Fourteen Blue State Attorney Generals signed a letter asking the Feds and FEMA to recognize extreme heat and wildfire smoke as major disaster declarations. The goal is to get the Feds to write them a check backed by your increasingly useless dollars, ‘cuz climate change.
“The climate change science is clear and overwhelming: our planet is getting hotter, wildfire seasons are getting longer and more destructive, and the resulting wildfire smoke is a real danger to public health,” Oregon AG Ellen Rosenblum said in the release. “We need the federal government to keep up with the realities Oregonians face, and we need FEMA to have the jurisdiction to assist when we ask for help. I stand with my co-signers on this letter in urging FEMA to move quickly and amend its definition of ‘major disaster’ to include extreme heat and wildfire smoke events.”

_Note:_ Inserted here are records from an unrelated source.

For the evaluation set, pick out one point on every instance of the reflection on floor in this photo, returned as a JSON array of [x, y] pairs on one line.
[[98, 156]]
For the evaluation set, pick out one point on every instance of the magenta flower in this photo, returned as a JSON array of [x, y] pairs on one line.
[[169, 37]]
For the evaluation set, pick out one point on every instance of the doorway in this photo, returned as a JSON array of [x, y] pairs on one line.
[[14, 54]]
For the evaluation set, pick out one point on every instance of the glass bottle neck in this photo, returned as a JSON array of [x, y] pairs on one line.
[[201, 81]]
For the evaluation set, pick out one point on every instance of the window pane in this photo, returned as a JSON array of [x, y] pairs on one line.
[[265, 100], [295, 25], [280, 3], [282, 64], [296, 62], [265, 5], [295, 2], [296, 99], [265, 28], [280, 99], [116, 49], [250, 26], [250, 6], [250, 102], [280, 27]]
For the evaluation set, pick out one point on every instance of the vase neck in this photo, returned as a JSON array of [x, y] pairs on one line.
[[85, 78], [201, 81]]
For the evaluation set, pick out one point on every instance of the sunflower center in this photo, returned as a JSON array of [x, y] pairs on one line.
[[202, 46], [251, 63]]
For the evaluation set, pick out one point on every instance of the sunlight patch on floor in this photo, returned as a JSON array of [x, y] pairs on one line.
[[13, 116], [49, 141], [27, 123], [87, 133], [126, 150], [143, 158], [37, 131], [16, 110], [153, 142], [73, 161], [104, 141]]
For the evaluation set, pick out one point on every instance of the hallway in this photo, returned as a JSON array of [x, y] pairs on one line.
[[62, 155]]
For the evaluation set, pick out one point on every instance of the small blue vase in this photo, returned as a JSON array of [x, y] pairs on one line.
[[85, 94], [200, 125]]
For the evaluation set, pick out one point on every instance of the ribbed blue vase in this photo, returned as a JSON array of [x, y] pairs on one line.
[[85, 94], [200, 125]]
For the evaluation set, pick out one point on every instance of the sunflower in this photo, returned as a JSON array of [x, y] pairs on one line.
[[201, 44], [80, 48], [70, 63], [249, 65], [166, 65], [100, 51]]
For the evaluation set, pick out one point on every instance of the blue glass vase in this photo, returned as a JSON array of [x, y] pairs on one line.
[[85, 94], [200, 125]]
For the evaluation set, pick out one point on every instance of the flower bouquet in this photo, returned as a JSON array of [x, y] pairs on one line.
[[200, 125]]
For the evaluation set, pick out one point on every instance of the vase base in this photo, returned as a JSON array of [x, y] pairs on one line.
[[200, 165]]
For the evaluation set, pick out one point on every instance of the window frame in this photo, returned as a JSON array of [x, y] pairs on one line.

The science is clear, but not in the way these AGs would like. 2023 had the fewest acres burned in a century. The incidence of arson (often by so-called environmental activists) as the cause is well documented and on the rise. And as for heat, sure, it’s hot in some parts of the US, but not as hot as when atmospheric CO2 was half what it is today. And most important of all, this has nothing to do with climate. It’s about money. What we like to call jackpot justice.
AGs aren’t likely to get millions and bold headlines from charging arsonists or from states like California, whose woodland management is more to blame. There’s no pot at the end of either rainbow and lawfare against energy companies continues to fall flat, so what is a cash-strapped, budget-blinkered state lacking in fiscal fidelity to do when random disaster requires monies they spend to print IDs for illegal aliens or on EBT cards and hotel rooms for invading migrants? Ask the feds to print them some. And I suspect the like-minded Feds will, but the science isn’t there.
More CO2 is scientifically proven to result in fewer heat wave days and significantly fewer acres burned by wildfire or any other cause.
The AGs who signed on include Arizona, California, Colorado, Connecticut, the District of Columbia, Illinois, Maryland, Massachusetts, Michigan, New Jersey, New Mexico, New York, Oregon, and Vermont.